I can stand Spam. The unsolicited junk e-mail that pours into my In box at the rate of a couple of hundred a day doesn't bother me much. You can pretty much blank it out by not opening those enticing messages with titles like "chance of a lifetime!" or "hot naked co-eds!" What I can't stand is chain mail and hoaxes, because they tend to come from friends. And it's tough telling friends they've been had, especially in front of all the other folks who were copied on the message.

In fact, I ought to save a lot of people embarrassment right now by stating the following: there is no "Good Times" virus. Microsoft and AOL are not "teaming up" to conduct any kind of survey. The Postal Service is not about to charge 5[cents] for every e-mail. Deodorants do not cause breast cancer. M&M's will not give you free candy, nor will the Gap send you a free pair of jeans, nor will Honda drive a brand-new Civic to your front door if you pass on "their" messages.

You may laugh. But the anonymous pranksters behind these and hundreds of other hoax mailings are getting quite astute about what we will and won't fall for. And sometimes their intentions aren't merely to spread confusion or show our gullibility.

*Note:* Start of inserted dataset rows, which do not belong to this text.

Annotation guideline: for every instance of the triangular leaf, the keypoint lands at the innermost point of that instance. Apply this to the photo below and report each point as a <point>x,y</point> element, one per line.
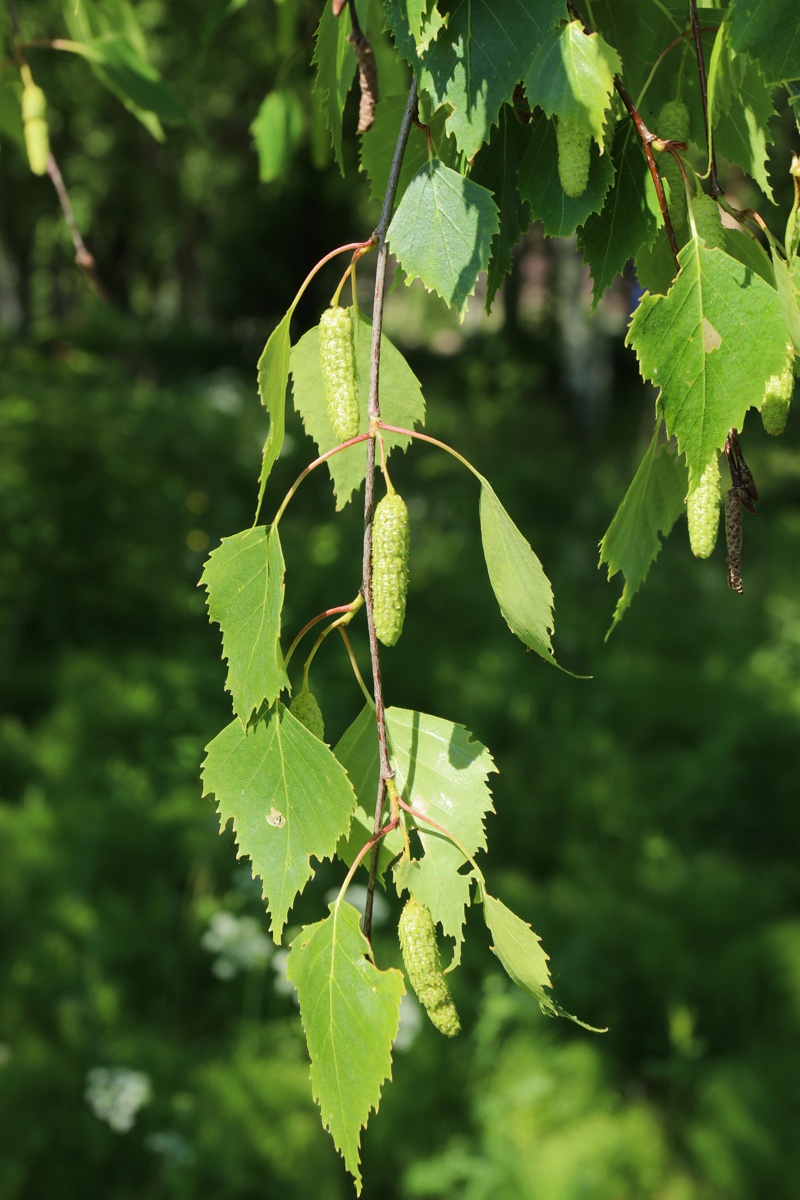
<point>651,505</point>
<point>350,1013</point>
<point>244,577</point>
<point>443,231</point>
<point>710,345</point>
<point>401,401</point>
<point>572,76</point>
<point>517,579</point>
<point>540,184</point>
<point>522,955</point>
<point>475,64</point>
<point>626,220</point>
<point>497,168</point>
<point>288,797</point>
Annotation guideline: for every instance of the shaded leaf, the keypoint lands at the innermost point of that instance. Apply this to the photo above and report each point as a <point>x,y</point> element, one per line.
<point>272,379</point>
<point>516,575</point>
<point>497,168</point>
<point>401,401</point>
<point>710,345</point>
<point>443,231</point>
<point>244,577</point>
<point>522,955</point>
<point>350,1013</point>
<point>336,66</point>
<point>627,219</point>
<point>770,34</point>
<point>475,64</point>
<point>435,882</point>
<point>276,132</point>
<point>378,147</point>
<point>540,184</point>
<point>288,797</point>
<point>651,505</point>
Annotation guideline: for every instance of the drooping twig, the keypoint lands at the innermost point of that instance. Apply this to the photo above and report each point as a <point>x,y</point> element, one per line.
<point>368,498</point>
<point>645,138</point>
<point>704,95</point>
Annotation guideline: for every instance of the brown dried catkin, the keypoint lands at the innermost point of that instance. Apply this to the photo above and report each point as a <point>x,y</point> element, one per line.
<point>733,537</point>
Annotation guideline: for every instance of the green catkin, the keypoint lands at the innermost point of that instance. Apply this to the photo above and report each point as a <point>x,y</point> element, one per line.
<point>390,545</point>
<point>417,939</point>
<point>673,125</point>
<point>733,538</point>
<point>337,360</point>
<point>777,396</point>
<point>708,221</point>
<point>307,711</point>
<point>37,143</point>
<point>703,511</point>
<point>573,147</point>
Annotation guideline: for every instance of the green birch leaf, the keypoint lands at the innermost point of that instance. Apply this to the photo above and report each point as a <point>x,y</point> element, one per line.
<point>439,769</point>
<point>360,833</point>
<point>336,66</point>
<point>770,34</point>
<point>788,294</point>
<point>572,76</point>
<point>443,231</point>
<point>517,579</point>
<point>741,119</point>
<point>288,797</point>
<point>626,220</point>
<point>358,753</point>
<point>276,132</point>
<point>540,184</point>
<point>639,33</point>
<point>244,579</point>
<point>655,265</point>
<point>497,168</point>
<point>751,253</point>
<point>379,142</point>
<point>401,401</point>
<point>435,882</point>
<point>475,64</point>
<point>651,505</point>
<point>521,953</point>
<point>134,82</point>
<point>272,379</point>
<point>350,1013</point>
<point>710,345</point>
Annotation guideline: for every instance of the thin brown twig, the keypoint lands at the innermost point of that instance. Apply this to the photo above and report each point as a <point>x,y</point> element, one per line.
<point>368,499</point>
<point>645,138</point>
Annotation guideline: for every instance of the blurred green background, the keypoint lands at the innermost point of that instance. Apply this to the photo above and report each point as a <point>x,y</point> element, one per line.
<point>647,820</point>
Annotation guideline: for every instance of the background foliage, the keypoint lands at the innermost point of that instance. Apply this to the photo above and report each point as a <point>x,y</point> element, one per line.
<point>648,819</point>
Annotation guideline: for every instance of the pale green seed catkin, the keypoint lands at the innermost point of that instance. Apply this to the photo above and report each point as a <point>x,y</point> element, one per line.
<point>390,547</point>
<point>673,125</point>
<point>337,361</point>
<point>708,221</point>
<point>573,147</point>
<point>777,397</point>
<point>306,708</point>
<point>703,510</point>
<point>37,142</point>
<point>417,939</point>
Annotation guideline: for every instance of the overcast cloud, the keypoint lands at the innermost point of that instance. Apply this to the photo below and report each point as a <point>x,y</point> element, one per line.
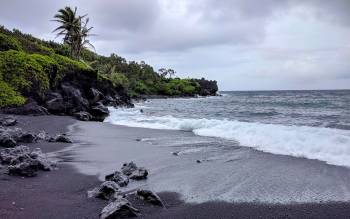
<point>243,44</point>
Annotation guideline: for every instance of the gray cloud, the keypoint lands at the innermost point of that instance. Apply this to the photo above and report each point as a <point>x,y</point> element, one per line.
<point>244,44</point>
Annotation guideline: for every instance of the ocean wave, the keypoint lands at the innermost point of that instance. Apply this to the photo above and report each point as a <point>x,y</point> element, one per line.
<point>325,144</point>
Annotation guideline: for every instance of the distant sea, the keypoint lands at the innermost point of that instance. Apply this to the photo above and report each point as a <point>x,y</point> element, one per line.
<point>310,124</point>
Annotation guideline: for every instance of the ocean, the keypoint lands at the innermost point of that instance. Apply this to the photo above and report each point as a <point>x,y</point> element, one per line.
<point>264,146</point>
<point>309,124</point>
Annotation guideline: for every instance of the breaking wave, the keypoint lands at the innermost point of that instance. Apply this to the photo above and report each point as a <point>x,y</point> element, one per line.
<point>325,144</point>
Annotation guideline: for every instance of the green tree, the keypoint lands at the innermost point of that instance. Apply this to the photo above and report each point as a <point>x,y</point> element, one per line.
<point>74,29</point>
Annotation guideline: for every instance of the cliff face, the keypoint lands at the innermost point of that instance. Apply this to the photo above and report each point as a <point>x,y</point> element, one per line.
<point>40,77</point>
<point>207,87</point>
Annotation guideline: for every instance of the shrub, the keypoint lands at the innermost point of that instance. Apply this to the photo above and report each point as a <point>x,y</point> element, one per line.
<point>8,43</point>
<point>119,80</point>
<point>23,73</point>
<point>9,97</point>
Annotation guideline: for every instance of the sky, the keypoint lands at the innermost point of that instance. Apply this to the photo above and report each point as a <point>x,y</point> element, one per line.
<point>243,44</point>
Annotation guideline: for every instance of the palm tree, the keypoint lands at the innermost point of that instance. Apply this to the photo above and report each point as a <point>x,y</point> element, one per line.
<point>74,30</point>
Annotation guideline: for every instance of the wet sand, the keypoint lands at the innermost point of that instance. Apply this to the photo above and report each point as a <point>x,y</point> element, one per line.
<point>62,193</point>
<point>59,193</point>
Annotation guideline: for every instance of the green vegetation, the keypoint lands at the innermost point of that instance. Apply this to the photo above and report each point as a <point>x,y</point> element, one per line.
<point>7,43</point>
<point>74,30</point>
<point>9,97</point>
<point>30,66</point>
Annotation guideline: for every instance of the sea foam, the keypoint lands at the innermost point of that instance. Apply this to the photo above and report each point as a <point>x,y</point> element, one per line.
<point>325,144</point>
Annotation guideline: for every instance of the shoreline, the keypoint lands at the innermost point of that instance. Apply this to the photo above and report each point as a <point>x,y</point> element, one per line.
<point>62,193</point>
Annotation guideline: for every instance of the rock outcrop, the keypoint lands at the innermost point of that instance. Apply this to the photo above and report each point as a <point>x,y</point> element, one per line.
<point>23,162</point>
<point>8,121</point>
<point>112,190</point>
<point>149,197</point>
<point>119,208</point>
<point>118,178</point>
<point>107,190</point>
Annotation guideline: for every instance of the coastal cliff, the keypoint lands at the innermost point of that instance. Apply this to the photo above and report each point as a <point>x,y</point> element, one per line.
<point>40,77</point>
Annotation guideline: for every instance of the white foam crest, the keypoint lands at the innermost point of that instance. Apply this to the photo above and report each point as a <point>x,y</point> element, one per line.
<point>325,144</point>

Take the case of Joanne Holderman, a smart, fiftysomething community volunteer and AOL user in Santa Barbara, Calif. Last month she received mail from an official-looking AOL address offering a month's free service to make up for recent difficulties with her phone line. All she had to do was "log on"--that is, reply with her username and password. She duly did so. The next weekend she started getting angry notes from strangers, demanding that she stop sending them pornography.

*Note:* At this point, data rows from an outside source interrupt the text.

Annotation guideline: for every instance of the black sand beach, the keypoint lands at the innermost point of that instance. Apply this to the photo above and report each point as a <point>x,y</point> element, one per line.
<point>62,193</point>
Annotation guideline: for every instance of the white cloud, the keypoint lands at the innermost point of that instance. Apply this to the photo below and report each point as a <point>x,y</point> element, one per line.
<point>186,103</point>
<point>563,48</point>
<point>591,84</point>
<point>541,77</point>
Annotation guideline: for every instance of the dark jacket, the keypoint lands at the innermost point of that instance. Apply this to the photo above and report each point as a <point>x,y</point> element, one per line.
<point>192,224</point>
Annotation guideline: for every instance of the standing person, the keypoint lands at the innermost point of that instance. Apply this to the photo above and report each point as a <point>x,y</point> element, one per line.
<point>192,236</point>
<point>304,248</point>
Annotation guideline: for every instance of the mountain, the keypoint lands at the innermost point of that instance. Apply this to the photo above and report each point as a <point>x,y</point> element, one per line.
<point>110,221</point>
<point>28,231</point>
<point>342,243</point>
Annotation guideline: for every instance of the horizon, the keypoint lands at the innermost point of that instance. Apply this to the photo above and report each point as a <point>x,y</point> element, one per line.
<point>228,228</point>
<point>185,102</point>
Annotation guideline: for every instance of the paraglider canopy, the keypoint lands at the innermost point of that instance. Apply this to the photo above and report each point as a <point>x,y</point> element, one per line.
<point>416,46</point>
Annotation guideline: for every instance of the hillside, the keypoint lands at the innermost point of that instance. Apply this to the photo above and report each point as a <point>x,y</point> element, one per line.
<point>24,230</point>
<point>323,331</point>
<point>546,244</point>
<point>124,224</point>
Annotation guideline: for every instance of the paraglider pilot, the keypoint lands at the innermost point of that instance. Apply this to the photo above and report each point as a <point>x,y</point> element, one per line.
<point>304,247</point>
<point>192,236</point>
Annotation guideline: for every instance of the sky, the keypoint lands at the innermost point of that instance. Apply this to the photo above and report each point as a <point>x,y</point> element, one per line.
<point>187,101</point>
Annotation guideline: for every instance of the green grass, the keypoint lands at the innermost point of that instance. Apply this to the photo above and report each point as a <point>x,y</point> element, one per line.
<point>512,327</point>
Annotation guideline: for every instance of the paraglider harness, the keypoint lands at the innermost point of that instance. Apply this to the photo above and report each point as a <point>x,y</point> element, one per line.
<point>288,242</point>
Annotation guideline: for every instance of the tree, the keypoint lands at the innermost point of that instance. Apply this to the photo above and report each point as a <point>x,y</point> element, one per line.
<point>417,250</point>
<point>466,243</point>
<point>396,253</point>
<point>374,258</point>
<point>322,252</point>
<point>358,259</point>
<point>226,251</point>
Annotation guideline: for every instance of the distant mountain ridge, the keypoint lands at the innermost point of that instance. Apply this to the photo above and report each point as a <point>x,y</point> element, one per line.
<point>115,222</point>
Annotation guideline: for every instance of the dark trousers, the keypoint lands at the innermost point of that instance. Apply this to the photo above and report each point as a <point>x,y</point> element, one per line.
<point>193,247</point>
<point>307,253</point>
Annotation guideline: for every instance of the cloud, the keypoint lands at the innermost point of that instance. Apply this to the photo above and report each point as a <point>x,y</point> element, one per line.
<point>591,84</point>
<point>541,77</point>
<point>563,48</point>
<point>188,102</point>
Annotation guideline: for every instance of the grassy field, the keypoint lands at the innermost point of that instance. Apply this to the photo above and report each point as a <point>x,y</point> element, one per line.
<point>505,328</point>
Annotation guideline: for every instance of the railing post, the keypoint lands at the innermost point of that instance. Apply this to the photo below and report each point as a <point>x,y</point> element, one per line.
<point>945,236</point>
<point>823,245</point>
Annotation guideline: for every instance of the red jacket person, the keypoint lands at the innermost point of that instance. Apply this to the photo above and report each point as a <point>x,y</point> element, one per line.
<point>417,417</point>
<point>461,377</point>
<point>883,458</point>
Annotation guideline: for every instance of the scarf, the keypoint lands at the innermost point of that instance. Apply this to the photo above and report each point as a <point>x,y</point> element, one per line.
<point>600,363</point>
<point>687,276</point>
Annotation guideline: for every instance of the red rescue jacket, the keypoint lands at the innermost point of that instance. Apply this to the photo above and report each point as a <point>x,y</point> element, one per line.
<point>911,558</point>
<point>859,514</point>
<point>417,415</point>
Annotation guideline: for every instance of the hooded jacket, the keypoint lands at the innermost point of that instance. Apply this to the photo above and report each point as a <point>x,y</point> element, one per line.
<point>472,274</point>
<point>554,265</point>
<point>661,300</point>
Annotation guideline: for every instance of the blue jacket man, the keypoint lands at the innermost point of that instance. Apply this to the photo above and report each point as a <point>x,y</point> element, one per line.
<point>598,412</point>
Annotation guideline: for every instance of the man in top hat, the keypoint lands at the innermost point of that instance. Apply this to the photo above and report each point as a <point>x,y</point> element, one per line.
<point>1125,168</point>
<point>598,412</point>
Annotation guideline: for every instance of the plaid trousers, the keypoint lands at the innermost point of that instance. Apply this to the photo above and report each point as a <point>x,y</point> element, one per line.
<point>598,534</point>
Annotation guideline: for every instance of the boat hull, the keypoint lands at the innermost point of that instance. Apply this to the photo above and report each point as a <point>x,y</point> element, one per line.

The first e-mail, of course, had not come from AOL HQ. Some enterprising (and cowardly) porn-site operator had been looking for an AOL account to "bounce" his spam mailings out of--in this case, 1,700 of them. Once someone has your password, it's child's play for him to pass out, under your name, anything he wants. Sending a fake e-mail to elicit the necessary information is called password fishing, and Holderman is by no means the first to fall for it. Remember, the Melissa virus was first sent from an unsuspecting AOL user's account. And there is never any reason to give your AOL password to anyone. Not even Steve Case.

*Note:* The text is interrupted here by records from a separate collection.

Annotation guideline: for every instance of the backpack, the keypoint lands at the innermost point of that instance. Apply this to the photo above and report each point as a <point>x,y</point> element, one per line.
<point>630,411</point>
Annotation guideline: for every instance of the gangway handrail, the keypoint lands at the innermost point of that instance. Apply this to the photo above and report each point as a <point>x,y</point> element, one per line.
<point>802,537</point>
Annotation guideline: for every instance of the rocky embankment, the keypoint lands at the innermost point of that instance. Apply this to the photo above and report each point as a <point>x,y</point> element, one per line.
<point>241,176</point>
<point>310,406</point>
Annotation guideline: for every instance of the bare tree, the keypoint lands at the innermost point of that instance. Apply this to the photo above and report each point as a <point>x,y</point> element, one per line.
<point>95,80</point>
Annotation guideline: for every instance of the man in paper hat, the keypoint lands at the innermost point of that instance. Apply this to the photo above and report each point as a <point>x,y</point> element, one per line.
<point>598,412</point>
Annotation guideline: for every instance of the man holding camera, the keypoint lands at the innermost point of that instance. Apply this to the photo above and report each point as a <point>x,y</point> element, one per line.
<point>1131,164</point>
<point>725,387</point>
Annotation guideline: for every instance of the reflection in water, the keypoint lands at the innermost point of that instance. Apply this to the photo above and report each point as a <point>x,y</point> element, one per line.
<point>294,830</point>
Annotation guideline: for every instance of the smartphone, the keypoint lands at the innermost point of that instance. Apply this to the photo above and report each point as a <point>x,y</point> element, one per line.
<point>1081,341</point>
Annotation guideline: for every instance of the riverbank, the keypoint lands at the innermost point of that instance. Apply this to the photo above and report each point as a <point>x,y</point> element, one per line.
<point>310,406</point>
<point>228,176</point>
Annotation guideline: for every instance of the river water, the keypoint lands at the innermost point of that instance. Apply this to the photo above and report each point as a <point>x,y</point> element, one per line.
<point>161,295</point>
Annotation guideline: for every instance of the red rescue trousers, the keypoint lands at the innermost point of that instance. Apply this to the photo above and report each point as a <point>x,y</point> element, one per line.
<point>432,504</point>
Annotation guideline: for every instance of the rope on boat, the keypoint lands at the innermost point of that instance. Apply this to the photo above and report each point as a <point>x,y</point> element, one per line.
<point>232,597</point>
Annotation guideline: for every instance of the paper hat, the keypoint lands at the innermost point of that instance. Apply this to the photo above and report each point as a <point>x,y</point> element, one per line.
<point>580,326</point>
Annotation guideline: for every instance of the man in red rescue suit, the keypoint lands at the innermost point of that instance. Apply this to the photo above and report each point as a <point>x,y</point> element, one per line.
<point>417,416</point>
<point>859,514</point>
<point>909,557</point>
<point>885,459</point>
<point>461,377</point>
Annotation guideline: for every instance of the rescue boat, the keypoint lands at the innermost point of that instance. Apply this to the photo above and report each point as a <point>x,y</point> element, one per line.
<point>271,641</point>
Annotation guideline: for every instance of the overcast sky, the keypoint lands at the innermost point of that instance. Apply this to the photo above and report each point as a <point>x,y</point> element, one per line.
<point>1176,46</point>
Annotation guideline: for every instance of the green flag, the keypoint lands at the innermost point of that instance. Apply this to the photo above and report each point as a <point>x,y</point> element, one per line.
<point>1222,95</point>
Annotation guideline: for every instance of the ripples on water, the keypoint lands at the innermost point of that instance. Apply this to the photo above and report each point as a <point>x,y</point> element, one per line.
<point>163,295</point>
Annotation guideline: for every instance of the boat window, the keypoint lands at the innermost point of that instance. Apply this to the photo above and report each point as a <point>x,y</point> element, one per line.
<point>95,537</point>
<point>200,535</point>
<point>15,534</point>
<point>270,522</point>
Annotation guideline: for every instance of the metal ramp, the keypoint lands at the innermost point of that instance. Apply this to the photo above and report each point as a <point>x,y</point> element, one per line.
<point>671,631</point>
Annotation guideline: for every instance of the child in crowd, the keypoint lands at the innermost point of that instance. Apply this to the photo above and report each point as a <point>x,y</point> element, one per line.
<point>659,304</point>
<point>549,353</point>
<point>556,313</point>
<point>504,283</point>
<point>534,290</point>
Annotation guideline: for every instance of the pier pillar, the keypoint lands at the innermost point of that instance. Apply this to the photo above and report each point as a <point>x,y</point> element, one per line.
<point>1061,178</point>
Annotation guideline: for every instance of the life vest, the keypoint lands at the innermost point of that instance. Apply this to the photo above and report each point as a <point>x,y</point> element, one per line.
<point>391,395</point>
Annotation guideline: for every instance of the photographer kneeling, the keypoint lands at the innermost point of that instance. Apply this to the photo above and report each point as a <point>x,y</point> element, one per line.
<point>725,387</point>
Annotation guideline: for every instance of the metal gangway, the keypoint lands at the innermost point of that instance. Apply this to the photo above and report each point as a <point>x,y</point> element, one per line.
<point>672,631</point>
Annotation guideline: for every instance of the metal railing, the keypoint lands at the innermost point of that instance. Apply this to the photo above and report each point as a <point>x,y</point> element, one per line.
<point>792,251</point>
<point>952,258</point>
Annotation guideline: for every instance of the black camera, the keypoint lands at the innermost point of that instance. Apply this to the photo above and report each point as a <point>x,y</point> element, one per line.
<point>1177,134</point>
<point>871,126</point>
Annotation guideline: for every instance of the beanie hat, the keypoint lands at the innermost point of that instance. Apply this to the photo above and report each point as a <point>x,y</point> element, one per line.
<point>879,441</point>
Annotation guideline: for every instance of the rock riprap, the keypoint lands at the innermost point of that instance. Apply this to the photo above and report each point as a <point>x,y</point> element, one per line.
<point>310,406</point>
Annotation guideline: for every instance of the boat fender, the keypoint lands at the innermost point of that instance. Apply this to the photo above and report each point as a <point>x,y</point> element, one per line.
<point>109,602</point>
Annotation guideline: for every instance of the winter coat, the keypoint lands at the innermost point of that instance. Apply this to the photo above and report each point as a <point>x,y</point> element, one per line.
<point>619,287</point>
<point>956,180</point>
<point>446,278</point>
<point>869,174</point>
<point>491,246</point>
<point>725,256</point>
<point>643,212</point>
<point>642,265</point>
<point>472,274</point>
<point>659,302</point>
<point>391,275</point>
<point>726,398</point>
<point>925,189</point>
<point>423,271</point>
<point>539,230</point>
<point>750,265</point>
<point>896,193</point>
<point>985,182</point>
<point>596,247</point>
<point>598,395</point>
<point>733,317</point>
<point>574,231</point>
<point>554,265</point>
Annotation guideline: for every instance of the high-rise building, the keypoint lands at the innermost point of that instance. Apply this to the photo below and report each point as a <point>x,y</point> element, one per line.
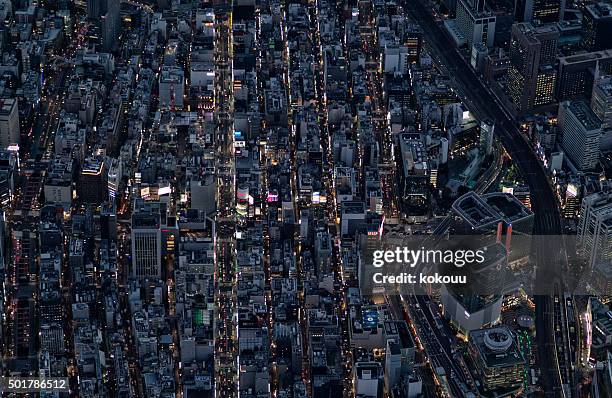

But advanced hoaxsters don't just fish. A recent spate of e-mails claiming to be from Microsoft tell Windows users that to update their system for Y2K, they need to download a patch attached to the mail. I needn't tell you how dangerous it can be to open attachments in suspicious-looking e-mail--again, this is how Melissa started.

Bottom line: no matter how official an e-mail looks, be wary. Check the company's website--many firms like Microsoft and Honda debunk myths on their home pages. Personally, I take note of spelling and grammar in suspect mail. Hoax authors do not appear to be the biggest fans of dictionaries.

Once you've nailed a hoax, don't just sit on it. Forward the mail you got to a wonderful little site, hoaxcheck@hoaxkill.com It not only lists the most common hoaxes out there but also automatically warns everyone who received the same mail not to pass it on. Which should take the pain and embarrassment out of telling your friends what dummies they are.